|Art By Wayne Reynolds|
For those of you who are not familiar with the sundering rules, I'll do my best to explain them. During combat, you can choose to sunder an item held or worn by your opponent as part of an attack action in place of a melee attack. If your attack is successful, you deal damage to the item normally. Damage that exceeds the object's Hardness is subtracted from its hit points. If an object has equal to or less than half its total hit points remaining, it gains the broken condition. If the damage you deal would reduce the object to less than 0 hit points, you can choose to destroy it. If you do not choose to destroy it, the object is left with only 1 hit point and the broken condition.
As I've mentioned before, I'm not the biggest fan of keeping multiple hit point totals, and I don't feel like keeping track of another pool for each weapon. Also, I've never found these rules all that fun to use at the table.

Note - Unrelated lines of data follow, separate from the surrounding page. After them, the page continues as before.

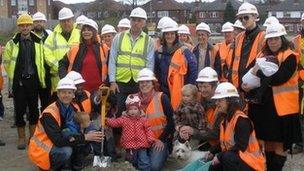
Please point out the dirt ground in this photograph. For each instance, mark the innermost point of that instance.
(12, 159)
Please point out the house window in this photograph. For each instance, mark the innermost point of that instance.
(161, 14)
(214, 14)
(295, 14)
(280, 14)
(201, 15)
(13, 2)
(31, 2)
(151, 14)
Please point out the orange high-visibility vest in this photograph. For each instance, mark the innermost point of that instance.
(155, 114)
(253, 155)
(286, 96)
(40, 145)
(297, 41)
(86, 105)
(177, 70)
(211, 115)
(223, 52)
(256, 48)
(103, 50)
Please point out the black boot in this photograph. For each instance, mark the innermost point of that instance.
(278, 162)
(269, 158)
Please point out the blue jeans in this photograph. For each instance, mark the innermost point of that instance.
(139, 158)
(158, 159)
(60, 157)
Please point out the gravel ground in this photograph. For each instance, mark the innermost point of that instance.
(12, 159)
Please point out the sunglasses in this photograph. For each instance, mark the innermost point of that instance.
(245, 18)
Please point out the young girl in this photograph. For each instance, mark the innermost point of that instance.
(137, 136)
(190, 113)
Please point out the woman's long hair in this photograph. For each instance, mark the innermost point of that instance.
(286, 44)
(95, 36)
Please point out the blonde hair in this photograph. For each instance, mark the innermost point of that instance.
(192, 89)
(81, 117)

If you don't feel like whacking away at an opponent's items for a few turns, and hope to God you don't roll under the item's Hardness again and again, I don't see why you'd ever try and sunder something.
So, why not abstract the rules somewhat and make the whole process a lot easier to use. When you attempt to sunder an item, you'd still make a CMB check against your opponent's CMD. However, instead of rolling damage if you succeed, you'd place a condition called "Weakened" onto the item. The Weakened condition would cause the user of the item to suffer a -1 penalty to attack rolls, damage rolls, or AC when using the item. If you succeed on a second CMB check, the item gains the Broken condition as presented in the Pathfinder RPG Core Rulebook. If you succeed on a third attempt, the item is destroyed. If you succeed by 5 or more on the check, you deal the worse condition (5 or more makes the item Broken, and 10 or more destroys the item).
These rules are still kind of rough and I plan on refining them further. I might also add some additional rules, like making items made from certain materials (like adamantine) easier to sunder with and harder to break. However, I wanted to see what others thought of the basic idea and get some feedback.